Je tiens à remercier tous ceux qui ont contribué à la conception et à la production de l'album, à commencer par le chef d'orchestre Nir Kabaretti, avec lequel nous prévoyons déjà de nouveaux projets similaires, en collaboration avec le London Philharmonic Orchestra et le label Hyperion, ainsi que les institutions qui ont soutenu la production du disque : la Fondation Omizzolo-Peruzzi, les Archives de Fano et la Casa Musicale Sonzogno.

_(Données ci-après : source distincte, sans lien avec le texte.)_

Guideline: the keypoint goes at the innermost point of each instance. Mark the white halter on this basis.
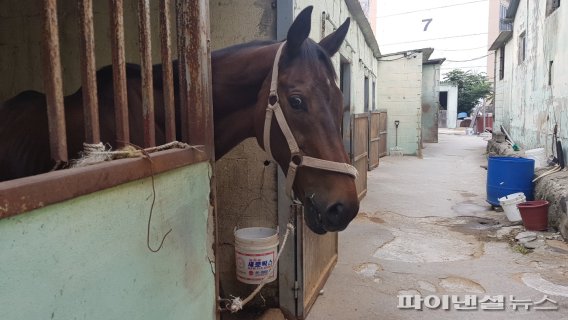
(296, 159)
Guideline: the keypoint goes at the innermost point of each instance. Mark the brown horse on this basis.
(308, 96)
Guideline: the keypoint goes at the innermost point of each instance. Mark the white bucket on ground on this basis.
(509, 205)
(255, 253)
(539, 156)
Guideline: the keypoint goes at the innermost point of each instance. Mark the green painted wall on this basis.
(87, 258)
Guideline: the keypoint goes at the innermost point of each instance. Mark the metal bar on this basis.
(89, 72)
(167, 70)
(146, 65)
(53, 83)
(119, 72)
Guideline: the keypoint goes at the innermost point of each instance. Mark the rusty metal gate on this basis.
(360, 154)
(374, 139)
(383, 133)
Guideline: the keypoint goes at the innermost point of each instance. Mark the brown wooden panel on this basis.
(360, 151)
(374, 140)
(29, 193)
(383, 134)
(53, 83)
(119, 71)
(320, 256)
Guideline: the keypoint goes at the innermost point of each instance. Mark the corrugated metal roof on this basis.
(355, 9)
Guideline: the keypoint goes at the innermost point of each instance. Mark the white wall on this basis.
(452, 107)
(526, 105)
(399, 91)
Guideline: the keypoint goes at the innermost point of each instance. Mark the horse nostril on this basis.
(335, 213)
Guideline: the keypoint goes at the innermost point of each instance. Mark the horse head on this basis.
(305, 89)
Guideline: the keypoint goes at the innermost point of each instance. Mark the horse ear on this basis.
(333, 42)
(299, 30)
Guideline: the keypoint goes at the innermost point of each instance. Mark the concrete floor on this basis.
(425, 229)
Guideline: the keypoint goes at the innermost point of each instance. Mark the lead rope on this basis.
(235, 304)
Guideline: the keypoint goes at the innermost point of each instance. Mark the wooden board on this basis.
(360, 154)
(319, 259)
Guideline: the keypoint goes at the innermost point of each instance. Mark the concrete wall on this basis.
(430, 102)
(399, 91)
(354, 49)
(526, 104)
(87, 258)
(452, 108)
(21, 42)
(246, 188)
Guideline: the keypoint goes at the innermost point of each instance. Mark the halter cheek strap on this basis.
(296, 158)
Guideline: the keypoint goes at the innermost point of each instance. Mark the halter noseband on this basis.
(296, 158)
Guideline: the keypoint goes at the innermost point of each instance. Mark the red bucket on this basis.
(534, 214)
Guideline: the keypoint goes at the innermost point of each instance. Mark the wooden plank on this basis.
(145, 41)
(167, 70)
(53, 83)
(89, 72)
(360, 151)
(320, 256)
(119, 72)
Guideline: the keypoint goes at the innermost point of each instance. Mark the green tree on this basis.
(471, 88)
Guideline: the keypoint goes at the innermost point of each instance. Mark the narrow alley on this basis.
(424, 230)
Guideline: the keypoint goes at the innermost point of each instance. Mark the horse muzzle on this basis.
(333, 218)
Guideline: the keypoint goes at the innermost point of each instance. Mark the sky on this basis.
(457, 30)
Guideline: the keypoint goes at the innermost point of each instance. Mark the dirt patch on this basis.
(459, 284)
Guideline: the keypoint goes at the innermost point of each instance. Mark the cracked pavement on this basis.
(424, 229)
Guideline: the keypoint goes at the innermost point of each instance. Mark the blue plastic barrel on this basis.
(506, 175)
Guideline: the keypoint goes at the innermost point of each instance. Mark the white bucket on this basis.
(509, 205)
(255, 253)
(539, 156)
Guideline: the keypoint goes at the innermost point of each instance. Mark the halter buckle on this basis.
(273, 98)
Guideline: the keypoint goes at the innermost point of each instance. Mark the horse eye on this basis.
(296, 102)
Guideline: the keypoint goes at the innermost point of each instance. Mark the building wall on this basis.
(430, 102)
(530, 106)
(354, 49)
(21, 42)
(452, 107)
(399, 91)
(87, 257)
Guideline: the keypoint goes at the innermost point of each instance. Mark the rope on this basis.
(236, 303)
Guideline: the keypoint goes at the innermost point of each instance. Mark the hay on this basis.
(98, 152)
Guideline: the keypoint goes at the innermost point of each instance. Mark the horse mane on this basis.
(310, 52)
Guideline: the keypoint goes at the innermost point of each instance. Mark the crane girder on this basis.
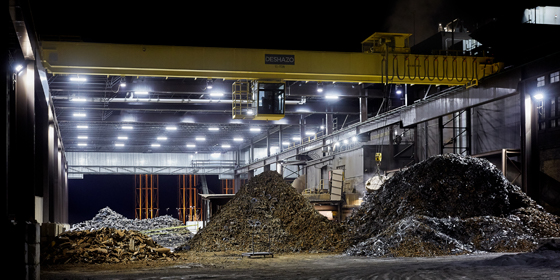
(78, 58)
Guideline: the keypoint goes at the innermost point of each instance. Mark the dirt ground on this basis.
(230, 265)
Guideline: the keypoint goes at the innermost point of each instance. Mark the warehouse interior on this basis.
(327, 122)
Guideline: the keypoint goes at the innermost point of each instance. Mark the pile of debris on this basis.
(105, 245)
(448, 204)
(267, 214)
(164, 230)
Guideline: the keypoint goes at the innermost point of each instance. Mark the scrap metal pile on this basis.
(270, 214)
(105, 245)
(164, 230)
(448, 204)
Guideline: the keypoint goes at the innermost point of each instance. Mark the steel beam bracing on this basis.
(249, 64)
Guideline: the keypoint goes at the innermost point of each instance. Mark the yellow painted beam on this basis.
(232, 64)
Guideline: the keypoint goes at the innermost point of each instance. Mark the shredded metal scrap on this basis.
(448, 204)
(105, 245)
(270, 214)
(172, 233)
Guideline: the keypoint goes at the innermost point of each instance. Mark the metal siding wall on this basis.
(496, 126)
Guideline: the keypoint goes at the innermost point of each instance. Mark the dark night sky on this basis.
(296, 26)
(333, 27)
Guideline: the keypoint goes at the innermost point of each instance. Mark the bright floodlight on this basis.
(539, 96)
(319, 87)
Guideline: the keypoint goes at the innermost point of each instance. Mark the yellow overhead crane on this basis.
(385, 58)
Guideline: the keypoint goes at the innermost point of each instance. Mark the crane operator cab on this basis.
(268, 100)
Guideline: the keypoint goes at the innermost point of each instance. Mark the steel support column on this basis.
(21, 180)
(363, 106)
(529, 143)
(329, 124)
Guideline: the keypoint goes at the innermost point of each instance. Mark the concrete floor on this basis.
(480, 266)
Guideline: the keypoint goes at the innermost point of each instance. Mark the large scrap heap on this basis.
(269, 213)
(448, 204)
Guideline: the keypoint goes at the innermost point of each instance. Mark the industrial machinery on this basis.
(268, 100)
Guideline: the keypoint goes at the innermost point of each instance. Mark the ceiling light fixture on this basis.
(538, 96)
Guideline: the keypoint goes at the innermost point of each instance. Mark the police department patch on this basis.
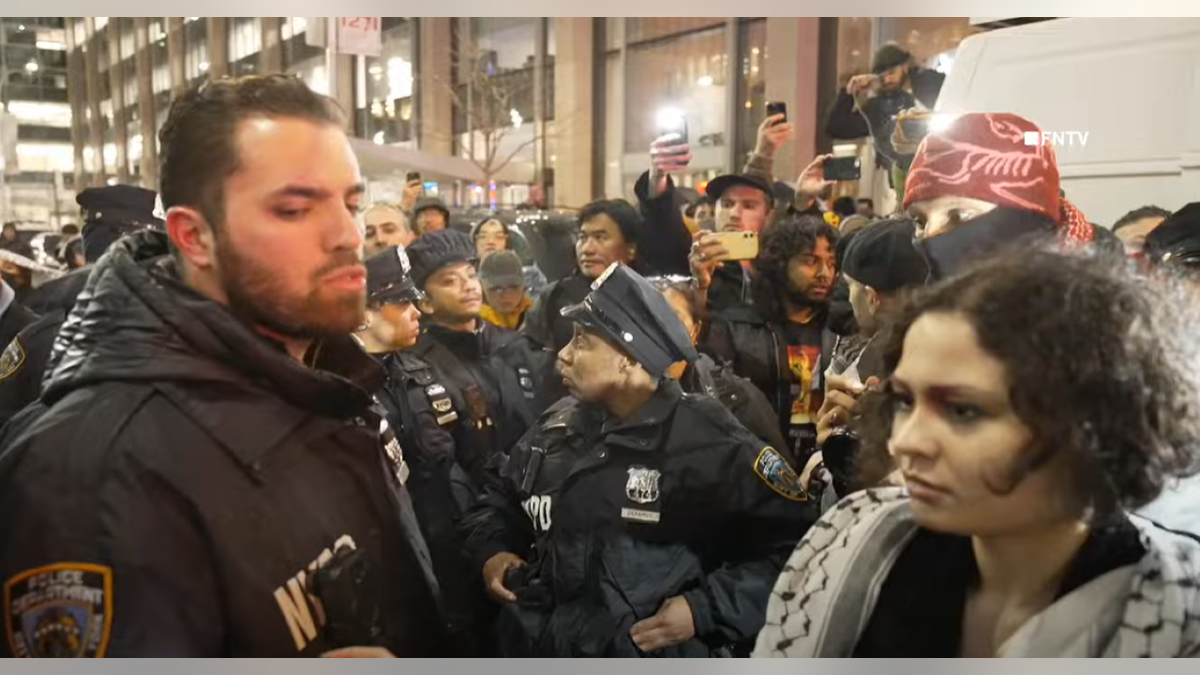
(779, 476)
(12, 358)
(59, 610)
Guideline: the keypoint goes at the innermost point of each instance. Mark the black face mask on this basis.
(1002, 227)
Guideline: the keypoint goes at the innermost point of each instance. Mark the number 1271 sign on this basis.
(359, 35)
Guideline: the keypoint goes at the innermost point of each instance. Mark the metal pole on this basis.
(331, 61)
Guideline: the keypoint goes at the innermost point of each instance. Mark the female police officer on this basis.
(634, 518)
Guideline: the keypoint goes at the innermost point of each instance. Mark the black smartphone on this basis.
(915, 129)
(777, 108)
(673, 124)
(843, 168)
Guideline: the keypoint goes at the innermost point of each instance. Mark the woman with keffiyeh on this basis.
(1073, 398)
(1035, 400)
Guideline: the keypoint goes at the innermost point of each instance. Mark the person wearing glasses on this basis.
(634, 519)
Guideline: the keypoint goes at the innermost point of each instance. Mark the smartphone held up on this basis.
(843, 168)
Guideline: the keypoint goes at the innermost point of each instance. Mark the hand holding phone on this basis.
(738, 245)
(843, 168)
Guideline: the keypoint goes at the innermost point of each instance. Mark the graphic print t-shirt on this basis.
(804, 363)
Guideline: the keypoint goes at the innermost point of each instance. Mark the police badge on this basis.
(642, 485)
(59, 610)
(12, 358)
(642, 488)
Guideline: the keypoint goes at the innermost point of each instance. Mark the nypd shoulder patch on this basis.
(59, 610)
(779, 476)
(12, 358)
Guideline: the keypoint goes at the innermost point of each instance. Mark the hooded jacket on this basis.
(183, 479)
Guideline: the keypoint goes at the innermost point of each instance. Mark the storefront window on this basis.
(245, 43)
(639, 29)
(933, 40)
(685, 73)
(853, 47)
(196, 51)
(751, 85)
(300, 58)
(390, 81)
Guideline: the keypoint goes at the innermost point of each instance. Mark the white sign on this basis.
(354, 35)
(359, 35)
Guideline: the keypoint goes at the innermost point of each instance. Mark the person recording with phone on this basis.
(778, 341)
(870, 102)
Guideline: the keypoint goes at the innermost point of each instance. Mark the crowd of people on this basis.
(762, 422)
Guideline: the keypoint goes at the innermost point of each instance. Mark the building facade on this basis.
(36, 178)
(486, 107)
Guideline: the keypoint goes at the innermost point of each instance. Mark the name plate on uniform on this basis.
(639, 515)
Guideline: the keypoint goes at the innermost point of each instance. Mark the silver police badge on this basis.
(642, 485)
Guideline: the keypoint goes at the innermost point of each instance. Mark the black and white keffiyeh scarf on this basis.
(828, 589)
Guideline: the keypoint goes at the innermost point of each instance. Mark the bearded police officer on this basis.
(634, 518)
(204, 473)
(439, 488)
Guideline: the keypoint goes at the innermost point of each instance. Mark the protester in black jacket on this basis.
(610, 231)
(779, 342)
(718, 380)
(869, 102)
(627, 476)
(485, 375)
(207, 461)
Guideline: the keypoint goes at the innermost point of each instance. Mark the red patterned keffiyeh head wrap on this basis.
(984, 156)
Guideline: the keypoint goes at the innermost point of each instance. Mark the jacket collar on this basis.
(646, 429)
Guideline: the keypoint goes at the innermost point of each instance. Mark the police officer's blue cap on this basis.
(389, 280)
(1176, 242)
(628, 310)
(437, 250)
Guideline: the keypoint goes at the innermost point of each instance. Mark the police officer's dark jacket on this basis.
(481, 384)
(738, 394)
(183, 479)
(23, 363)
(615, 518)
(442, 495)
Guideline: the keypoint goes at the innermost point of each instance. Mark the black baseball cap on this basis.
(437, 250)
(389, 280)
(1176, 242)
(720, 184)
(627, 309)
(883, 256)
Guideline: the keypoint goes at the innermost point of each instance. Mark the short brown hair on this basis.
(197, 143)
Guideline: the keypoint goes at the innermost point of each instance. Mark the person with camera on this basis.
(779, 341)
(634, 519)
(204, 473)
(880, 264)
(870, 102)
(1071, 402)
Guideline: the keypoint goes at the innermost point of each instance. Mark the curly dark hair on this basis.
(1140, 214)
(789, 237)
(1102, 365)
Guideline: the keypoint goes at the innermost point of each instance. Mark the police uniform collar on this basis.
(645, 429)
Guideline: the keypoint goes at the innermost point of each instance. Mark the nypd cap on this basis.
(1176, 242)
(437, 250)
(628, 310)
(389, 280)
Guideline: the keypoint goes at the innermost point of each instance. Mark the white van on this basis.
(1129, 87)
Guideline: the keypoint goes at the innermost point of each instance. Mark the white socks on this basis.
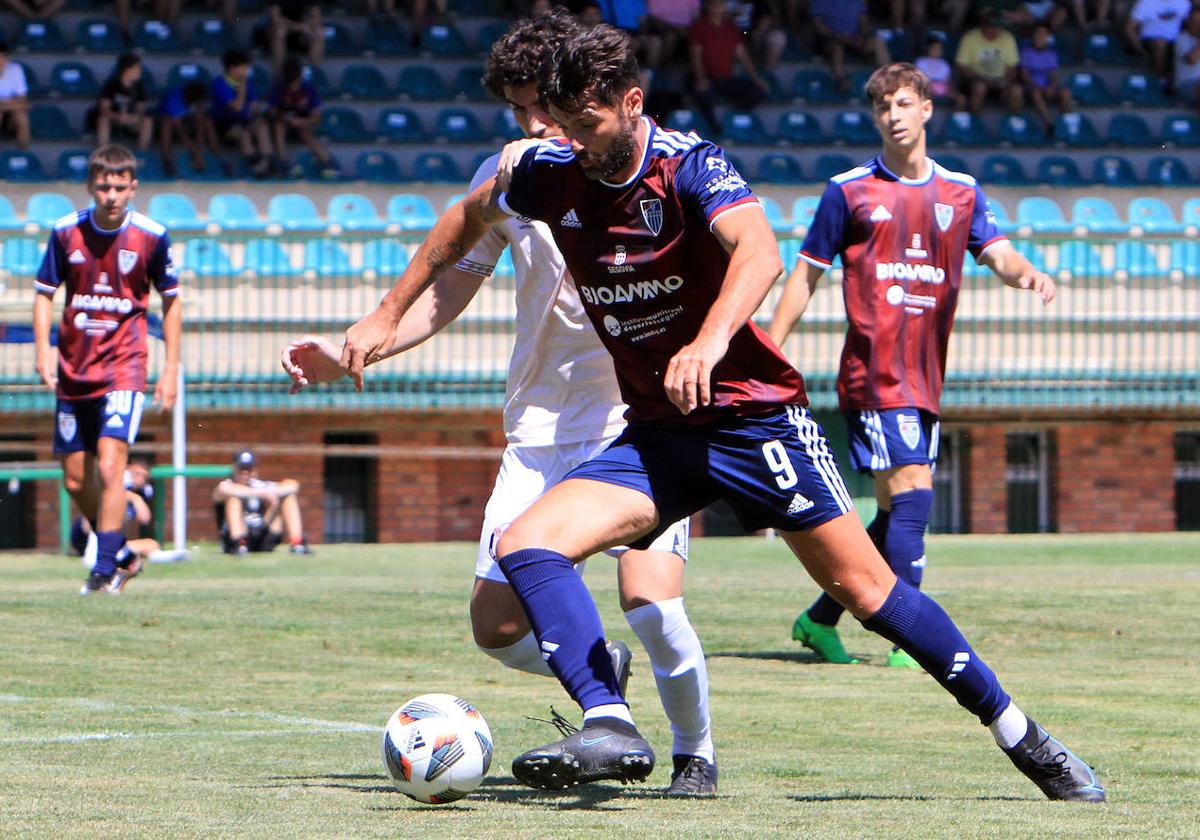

Il y a quelques années, vous avez achevé un projet d'enregistrement majeur, l'intégrale des œuvres pour piano solo de Wolfgang Amadeus Mozart, qui a suivi celui consacré à Mendelssohn, salué par le public et la critique, dont il peut à juste titre être considéré comme l'un des plus grands experts mondiaux. Mais les débuts de votre carrière d'enregistrement avaient déjà été marqués par deux intégrales, celles consacrées à Dallapiccola (Naxos) et Petrassi (Fonè). Aujourd'hui, pour Hyperion (qui, rappelons-le, fait partie du groupe Universal) et avec le soutien musicologique du Palazzetto Bru Zane, vous vous tournez vers Georges Bizet. Comment en êtes-vous venu à Bizet ? Et que saviez-vous de lui auparavant ?
La collaboration avec Bru Zane est active depuis près de dix ans, et nous avions déjà travaillé ensemble sur le disque Hyperion consacré aux pièces pour piano-pédalier et orchestre de Gounod. Il y a deux ans, Alexandre Dratwicki, leur directeur scientifique, m'a contacté pour me proposer un concert dans le cadre du Festival Bizet qui a eu lieu au printemps de cette année. J'ai donc saisi l'occasion : pourquoi ne pas consacrer un projet plus vaste à Bizet et enregistrer l'intégrale de ses œuvres pour piano ? C'est ce que nous avons décidé. Avant cette initiative, ma connaissance des œuvres pour piano de Bizet se limitait, comme pour beaucoup de mes collègues, aux Jeux d'enfants pour piano à quatre mains, que j'avais déjà joués au Conservatoire avec mes camarades de classe. Et je l'avais trouvé assez difficile, bien qu'il soit destiné à des instrumentistes « amateurs ». Mais déjà à l'époque, j'aimais la finesse de l'écriture, le respect de l'instrument, la signature stylistique précise : ce n'est pas encore Fauré, mais ce n'est plus Gounod, son mentor. D'une certaine manière, c'est Berlioz appliqué au piano, avec une grande imagination coloristique dans une sorte d'« orchestration » pianistique.